I have approximately 800+ word documents from which I am attempting to generate a master Table containing all the fields (not an actual word field) in the document.
An example of such documents are shown below:
From this the desired table would be something like this:
Once I have this I can tidy it up in Power query and pivot.
Most importantly for my use case here, I need to know all the variations of Header Names which can occur.

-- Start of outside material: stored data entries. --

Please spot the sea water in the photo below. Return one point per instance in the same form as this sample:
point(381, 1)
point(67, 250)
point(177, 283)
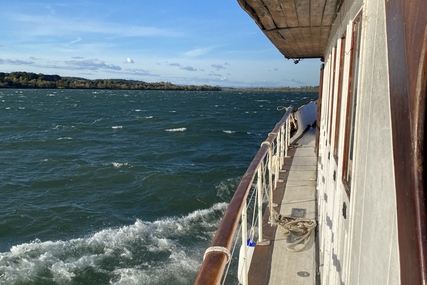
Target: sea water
point(121, 187)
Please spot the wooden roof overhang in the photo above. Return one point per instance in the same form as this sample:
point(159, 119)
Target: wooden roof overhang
point(298, 28)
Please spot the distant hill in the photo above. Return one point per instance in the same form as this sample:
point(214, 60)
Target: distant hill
point(277, 89)
point(34, 80)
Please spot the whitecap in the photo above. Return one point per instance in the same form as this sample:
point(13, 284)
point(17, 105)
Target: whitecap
point(66, 260)
point(229, 132)
point(119, 164)
point(176, 130)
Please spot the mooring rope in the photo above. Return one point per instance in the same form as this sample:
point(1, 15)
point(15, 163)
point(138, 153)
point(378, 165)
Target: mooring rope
point(302, 228)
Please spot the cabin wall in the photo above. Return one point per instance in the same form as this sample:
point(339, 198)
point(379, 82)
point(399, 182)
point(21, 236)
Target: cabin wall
point(358, 224)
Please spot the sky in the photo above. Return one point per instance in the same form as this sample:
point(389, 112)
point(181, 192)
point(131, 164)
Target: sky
point(183, 42)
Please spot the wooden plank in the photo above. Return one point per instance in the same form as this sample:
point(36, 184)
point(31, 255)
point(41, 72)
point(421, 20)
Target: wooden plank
point(291, 45)
point(299, 40)
point(279, 42)
point(330, 12)
point(407, 54)
point(263, 14)
point(316, 12)
point(303, 12)
point(290, 12)
point(276, 12)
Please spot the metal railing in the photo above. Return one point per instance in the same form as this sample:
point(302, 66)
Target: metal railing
point(264, 168)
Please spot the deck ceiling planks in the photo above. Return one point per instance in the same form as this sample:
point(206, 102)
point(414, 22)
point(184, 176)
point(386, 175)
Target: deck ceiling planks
point(298, 28)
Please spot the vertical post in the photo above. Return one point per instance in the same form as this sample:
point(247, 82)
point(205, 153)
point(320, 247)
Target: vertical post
point(259, 189)
point(286, 134)
point(244, 243)
point(270, 182)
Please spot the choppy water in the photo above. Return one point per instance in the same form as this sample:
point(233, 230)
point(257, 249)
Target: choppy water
point(121, 187)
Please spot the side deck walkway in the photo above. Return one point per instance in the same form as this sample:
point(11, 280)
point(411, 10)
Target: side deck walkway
point(275, 264)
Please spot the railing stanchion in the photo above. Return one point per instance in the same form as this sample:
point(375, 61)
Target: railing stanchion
point(244, 243)
point(270, 182)
point(269, 159)
point(259, 189)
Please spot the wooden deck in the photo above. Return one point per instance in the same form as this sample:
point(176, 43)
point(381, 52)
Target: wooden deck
point(274, 264)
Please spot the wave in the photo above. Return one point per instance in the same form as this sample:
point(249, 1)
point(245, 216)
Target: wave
point(229, 132)
point(141, 253)
point(176, 130)
point(119, 164)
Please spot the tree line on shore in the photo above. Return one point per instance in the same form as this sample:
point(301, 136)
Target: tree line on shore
point(34, 80)
point(20, 79)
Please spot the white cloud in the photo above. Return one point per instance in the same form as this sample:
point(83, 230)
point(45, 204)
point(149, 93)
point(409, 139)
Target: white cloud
point(76, 40)
point(218, 66)
point(16, 61)
point(38, 25)
point(197, 52)
point(91, 64)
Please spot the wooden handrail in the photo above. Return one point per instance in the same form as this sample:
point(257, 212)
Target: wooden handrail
point(214, 263)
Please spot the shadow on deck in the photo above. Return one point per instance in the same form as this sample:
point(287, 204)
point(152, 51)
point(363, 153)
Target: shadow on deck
point(296, 195)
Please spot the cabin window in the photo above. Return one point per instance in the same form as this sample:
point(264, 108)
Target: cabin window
point(352, 103)
point(339, 99)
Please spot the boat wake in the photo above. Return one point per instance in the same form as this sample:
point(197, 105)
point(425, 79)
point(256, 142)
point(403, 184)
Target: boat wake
point(142, 253)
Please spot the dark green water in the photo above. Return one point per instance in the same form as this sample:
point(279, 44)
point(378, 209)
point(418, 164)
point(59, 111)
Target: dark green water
point(121, 187)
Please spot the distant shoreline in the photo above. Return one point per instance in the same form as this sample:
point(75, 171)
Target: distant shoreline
point(30, 80)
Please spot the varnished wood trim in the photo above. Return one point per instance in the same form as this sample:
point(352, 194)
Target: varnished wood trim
point(406, 34)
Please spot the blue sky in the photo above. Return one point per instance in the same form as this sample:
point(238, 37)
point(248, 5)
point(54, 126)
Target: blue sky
point(183, 42)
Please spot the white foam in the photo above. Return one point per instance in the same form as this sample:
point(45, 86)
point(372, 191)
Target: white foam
point(63, 261)
point(176, 130)
point(229, 132)
point(119, 164)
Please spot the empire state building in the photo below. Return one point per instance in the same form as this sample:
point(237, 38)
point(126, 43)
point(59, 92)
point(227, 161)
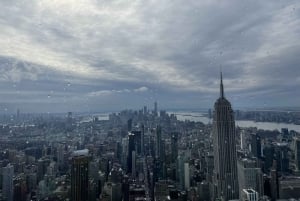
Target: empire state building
point(225, 157)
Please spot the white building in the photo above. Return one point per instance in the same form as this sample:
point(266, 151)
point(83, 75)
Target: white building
point(249, 195)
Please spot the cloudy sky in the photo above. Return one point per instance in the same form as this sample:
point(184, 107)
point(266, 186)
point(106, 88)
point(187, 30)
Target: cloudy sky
point(101, 55)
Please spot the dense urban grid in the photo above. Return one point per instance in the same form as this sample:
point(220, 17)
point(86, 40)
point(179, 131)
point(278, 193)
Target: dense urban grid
point(146, 155)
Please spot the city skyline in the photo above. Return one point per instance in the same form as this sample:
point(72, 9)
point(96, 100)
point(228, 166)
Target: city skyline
point(109, 55)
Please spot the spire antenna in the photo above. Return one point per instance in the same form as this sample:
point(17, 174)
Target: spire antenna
point(221, 86)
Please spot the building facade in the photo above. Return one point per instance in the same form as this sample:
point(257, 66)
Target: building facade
point(225, 157)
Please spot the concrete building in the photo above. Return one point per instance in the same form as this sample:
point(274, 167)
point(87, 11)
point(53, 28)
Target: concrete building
point(225, 156)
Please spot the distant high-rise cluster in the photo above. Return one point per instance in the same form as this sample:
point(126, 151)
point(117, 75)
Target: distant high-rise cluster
point(149, 154)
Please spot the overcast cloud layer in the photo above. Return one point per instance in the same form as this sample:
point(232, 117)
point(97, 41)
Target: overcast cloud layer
point(94, 55)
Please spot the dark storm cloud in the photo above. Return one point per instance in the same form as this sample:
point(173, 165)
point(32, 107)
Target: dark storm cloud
point(94, 55)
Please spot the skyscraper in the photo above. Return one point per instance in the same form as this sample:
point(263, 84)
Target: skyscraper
point(80, 175)
point(8, 185)
point(225, 159)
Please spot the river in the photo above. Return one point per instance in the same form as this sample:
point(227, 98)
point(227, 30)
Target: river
point(196, 116)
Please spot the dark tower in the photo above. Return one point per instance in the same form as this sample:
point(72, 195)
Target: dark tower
point(80, 175)
point(225, 156)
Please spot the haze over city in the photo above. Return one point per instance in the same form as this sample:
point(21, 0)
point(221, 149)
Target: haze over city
point(58, 56)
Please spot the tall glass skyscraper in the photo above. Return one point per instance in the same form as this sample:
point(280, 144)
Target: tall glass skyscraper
point(225, 157)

That being said, Knowing how to extract the complete table from word docs in batch to excel would be helpful in the future.
SOLUTION --> Update 3 (See deleted for previous updates): This very messy code starts to iterate over a selected folder location and generates the data but looses some of the formattings of the previous update(Minor issue) This is okay as It solves the major issue.
Sub CopyTables()
Dim oWord As Word.Application
Dim WordNotOpen As Boolean
Dim oDoc As Word.Document
Dim oTbl As Word.Table
Dim fd As Office.FileDialog
Dim FilePath As String
Dim wbk As Workbook
Dim wsh As Worksheet
Dim diaFolder As FileDialog
Dim selected As Boolean
Dim strFile As String
Dim pdfPath As String
Dim oFSO As Object
Dim oFolder As Object
Dim oFile As Object
Dim i As Integer
Dim n As Long
'Create New Workbook
Set wbk = Workbooks.Add(Template:=xlWBATWorksheet)

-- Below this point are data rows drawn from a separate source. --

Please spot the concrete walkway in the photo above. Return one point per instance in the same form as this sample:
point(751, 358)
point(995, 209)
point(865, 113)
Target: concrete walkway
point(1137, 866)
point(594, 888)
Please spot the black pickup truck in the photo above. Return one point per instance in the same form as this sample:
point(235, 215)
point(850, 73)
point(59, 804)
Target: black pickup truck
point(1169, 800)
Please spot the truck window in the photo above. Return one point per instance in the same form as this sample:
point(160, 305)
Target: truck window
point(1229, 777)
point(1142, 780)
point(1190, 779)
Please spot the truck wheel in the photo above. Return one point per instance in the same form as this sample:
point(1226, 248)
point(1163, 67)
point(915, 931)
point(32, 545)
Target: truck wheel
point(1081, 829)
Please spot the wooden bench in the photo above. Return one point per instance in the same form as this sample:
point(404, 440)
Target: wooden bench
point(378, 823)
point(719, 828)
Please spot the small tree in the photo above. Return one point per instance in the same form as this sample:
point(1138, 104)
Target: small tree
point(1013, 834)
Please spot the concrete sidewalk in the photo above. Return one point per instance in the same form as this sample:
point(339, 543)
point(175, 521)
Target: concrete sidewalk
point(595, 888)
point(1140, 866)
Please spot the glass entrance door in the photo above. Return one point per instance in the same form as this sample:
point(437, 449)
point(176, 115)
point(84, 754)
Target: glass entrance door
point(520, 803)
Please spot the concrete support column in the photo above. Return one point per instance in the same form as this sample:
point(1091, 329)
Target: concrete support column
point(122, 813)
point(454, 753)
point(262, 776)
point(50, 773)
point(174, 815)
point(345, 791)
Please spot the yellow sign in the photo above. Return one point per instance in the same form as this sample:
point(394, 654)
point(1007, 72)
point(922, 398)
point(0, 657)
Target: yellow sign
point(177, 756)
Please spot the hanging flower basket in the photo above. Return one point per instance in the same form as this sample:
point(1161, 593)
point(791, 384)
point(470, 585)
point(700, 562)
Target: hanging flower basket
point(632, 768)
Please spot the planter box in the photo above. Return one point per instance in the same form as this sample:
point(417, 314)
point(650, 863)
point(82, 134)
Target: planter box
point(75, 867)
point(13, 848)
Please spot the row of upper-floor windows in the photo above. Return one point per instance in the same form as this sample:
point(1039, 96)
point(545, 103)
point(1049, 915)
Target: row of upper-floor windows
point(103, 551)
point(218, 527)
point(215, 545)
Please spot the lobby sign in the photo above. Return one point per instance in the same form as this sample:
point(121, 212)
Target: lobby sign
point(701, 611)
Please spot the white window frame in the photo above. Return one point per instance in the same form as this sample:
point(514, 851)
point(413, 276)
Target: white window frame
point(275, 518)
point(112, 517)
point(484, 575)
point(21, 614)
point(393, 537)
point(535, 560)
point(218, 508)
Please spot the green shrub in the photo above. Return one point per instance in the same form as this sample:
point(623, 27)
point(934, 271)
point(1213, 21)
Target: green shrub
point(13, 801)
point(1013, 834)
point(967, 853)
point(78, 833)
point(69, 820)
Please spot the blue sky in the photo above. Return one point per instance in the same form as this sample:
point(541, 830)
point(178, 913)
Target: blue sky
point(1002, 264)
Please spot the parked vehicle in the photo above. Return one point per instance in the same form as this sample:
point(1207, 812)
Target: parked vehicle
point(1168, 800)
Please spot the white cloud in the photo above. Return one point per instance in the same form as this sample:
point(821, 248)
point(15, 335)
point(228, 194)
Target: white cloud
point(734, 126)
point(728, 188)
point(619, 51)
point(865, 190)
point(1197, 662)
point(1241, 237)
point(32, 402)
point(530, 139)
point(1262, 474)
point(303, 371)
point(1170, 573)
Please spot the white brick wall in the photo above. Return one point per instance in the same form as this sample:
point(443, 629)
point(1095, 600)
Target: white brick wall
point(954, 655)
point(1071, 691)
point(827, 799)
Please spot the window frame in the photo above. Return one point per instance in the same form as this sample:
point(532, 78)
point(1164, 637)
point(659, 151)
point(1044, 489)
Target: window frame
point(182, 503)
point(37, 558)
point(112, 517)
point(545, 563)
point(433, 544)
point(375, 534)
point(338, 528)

' Get Folder location from User
Set diaFolder = Application.FileDialog(msoFileDialogFolderPicker)
With diaFolder
diaFolder.AllowMultiSelect = False
selected = diaFolder.Show
If selected Then
FilePath = diaFolder.SelectedItems(1)
Debug.Print FilePath
Set diaFolder = Nothing
Else
Beep
End If
End With
On Error Resume Next
Application.ScreenUpdating = False
Set oFSO = CreateObject("Scripting.FileSystemObject")

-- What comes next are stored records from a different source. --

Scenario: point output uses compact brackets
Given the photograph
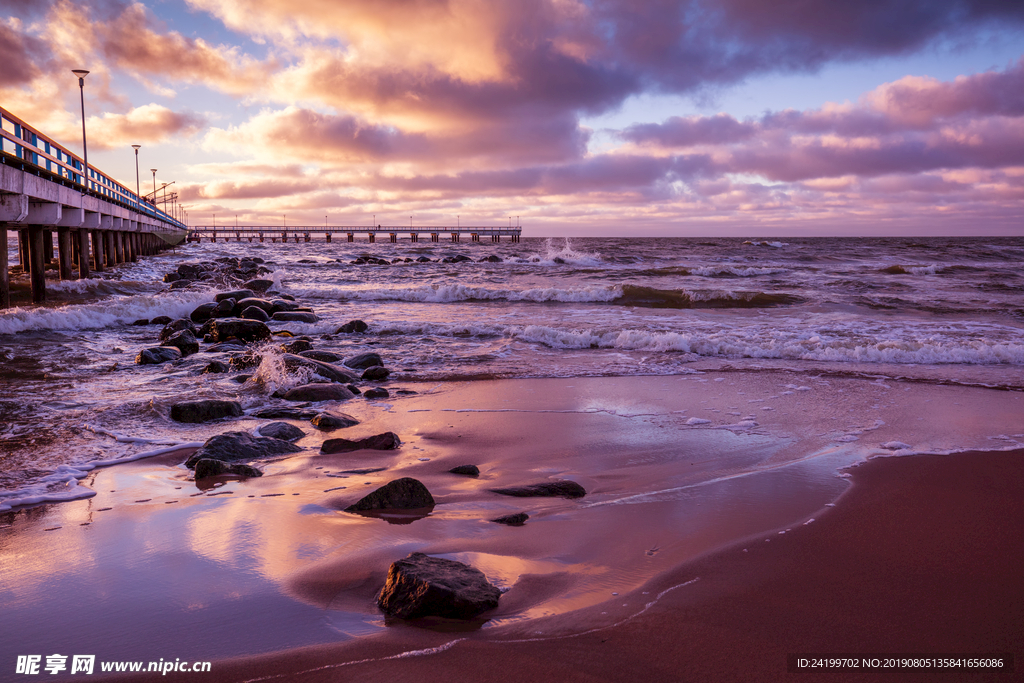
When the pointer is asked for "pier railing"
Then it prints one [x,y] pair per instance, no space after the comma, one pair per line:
[26,147]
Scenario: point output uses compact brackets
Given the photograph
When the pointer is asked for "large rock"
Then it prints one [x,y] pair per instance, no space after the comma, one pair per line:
[423,586]
[329,421]
[209,467]
[246,331]
[318,392]
[241,445]
[203,411]
[176,326]
[282,430]
[184,341]
[385,441]
[294,316]
[158,354]
[403,494]
[325,370]
[364,360]
[545,489]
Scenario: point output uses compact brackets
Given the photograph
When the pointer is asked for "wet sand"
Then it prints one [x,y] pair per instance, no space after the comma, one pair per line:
[923,555]
[267,575]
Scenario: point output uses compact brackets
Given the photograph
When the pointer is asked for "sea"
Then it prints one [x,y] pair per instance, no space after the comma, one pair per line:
[942,310]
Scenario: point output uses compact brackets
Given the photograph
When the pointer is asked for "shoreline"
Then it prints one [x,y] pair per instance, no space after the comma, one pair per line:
[856,581]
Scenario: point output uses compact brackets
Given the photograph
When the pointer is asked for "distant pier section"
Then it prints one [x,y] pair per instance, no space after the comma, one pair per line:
[368,233]
[46,191]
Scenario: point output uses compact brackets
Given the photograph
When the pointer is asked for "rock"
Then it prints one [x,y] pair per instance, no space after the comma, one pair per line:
[376,373]
[330,391]
[258,286]
[203,312]
[297,346]
[203,411]
[158,354]
[241,445]
[352,327]
[294,316]
[282,430]
[385,441]
[423,586]
[547,489]
[325,370]
[518,519]
[255,313]
[329,422]
[364,360]
[238,295]
[404,494]
[285,413]
[177,326]
[246,331]
[184,341]
[216,367]
[323,356]
[209,467]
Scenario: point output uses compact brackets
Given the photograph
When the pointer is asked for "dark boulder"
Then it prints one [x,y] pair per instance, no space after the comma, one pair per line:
[330,391]
[255,313]
[158,354]
[238,295]
[294,316]
[364,360]
[203,411]
[203,312]
[545,489]
[352,327]
[404,494]
[241,445]
[329,422]
[246,331]
[282,430]
[177,326]
[184,341]
[323,356]
[423,586]
[385,441]
[377,373]
[209,467]
[518,519]
[285,413]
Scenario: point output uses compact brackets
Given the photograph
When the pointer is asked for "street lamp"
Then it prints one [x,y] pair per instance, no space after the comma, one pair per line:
[137,190]
[81,73]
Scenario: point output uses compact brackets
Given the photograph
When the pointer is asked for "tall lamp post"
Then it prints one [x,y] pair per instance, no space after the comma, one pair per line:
[135,147]
[81,73]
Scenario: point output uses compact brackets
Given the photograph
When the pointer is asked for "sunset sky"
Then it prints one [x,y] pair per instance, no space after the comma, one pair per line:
[583,118]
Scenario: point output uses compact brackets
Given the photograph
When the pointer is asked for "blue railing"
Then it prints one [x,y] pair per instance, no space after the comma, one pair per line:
[19,140]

Set oFolder = oFSO.GetFolder(FilePath)
'Get the file Names
For Each oFile In oFolder.Files
Debug.Print oFolder.Path
Debug.Print oFile.Name
Debug.Print oFolder.Path & "\" & oFile.Name
FilePath = oFolder.Path & "\" & oFile.Name
'------------------------------------------------------------------
'Get or start Word
Set oWord = GetObject(Class:="Word.Application")
If Err Then
Set oWord = New Word.Application
WordNotOpen = True
End If
'On Error GoTo Err_Handler
'-------------------------------------------------------------------
' Open document
Set oDoc = oWord.Documents.Open(FilePath)
' Loop through the tables
'Set wsh = wbk.Worksheets.Add(After:=wbk.Worksheets(wbk.Worksheets.Count))
For Each oTbl In oDoc.Tables
' Create new sheet
'Set wsh = wbk.Worksheets.Add(After:=wbk.Worksheets(wbk.Worksheets.Count))
'-------------------------------------------------------------------
'NEED ASSISTANCE HERE APPEND TO BELOW CELL WITH BLANK SPACE
' Copy/paste the table
oTbl.Range.Copy
Sheets("Sheet1").Range("B" & Rows.Count).End(xlUp).Offset(1, 0).PasteSpecial xlPasteValues
Next oTbl
'------------------------------------------------------------------
' Delete the first sheet
'Application.DisplayAlerts = False
'wbk.Worksheets(1).Delete
'Application.DisplayAlerts = True
'------------------------------------------------------------------
Exit_Handler:
On Error Resume Next
oDoc.Close SaveChanges:=False
If WordNotOpen Then
oWord.Quit
End If
'------------------------------------------------------------------
'Release object references
Set oTbl = Nothing
Set oDoc = Nothing
Set oWord = Nothing
Application.ScreenUpdating = True
'------------------------------------------------------------------
'Err_Handler:
'MsgBox "Word caused a problem. " & Err.Description, vbCritical, "Error: " & Err.Number
'Resume Exit_Handler
Next oFile
End Sub
In this code, each line of the document is captured in its own cell. This is okay and may actually be useful.
Will update here with any progress.
What im really not sure how is how to ensure it appends to the previous table.
The end product of this after running 800+ documents will be ridiculous but as I say I can clean up in PQ.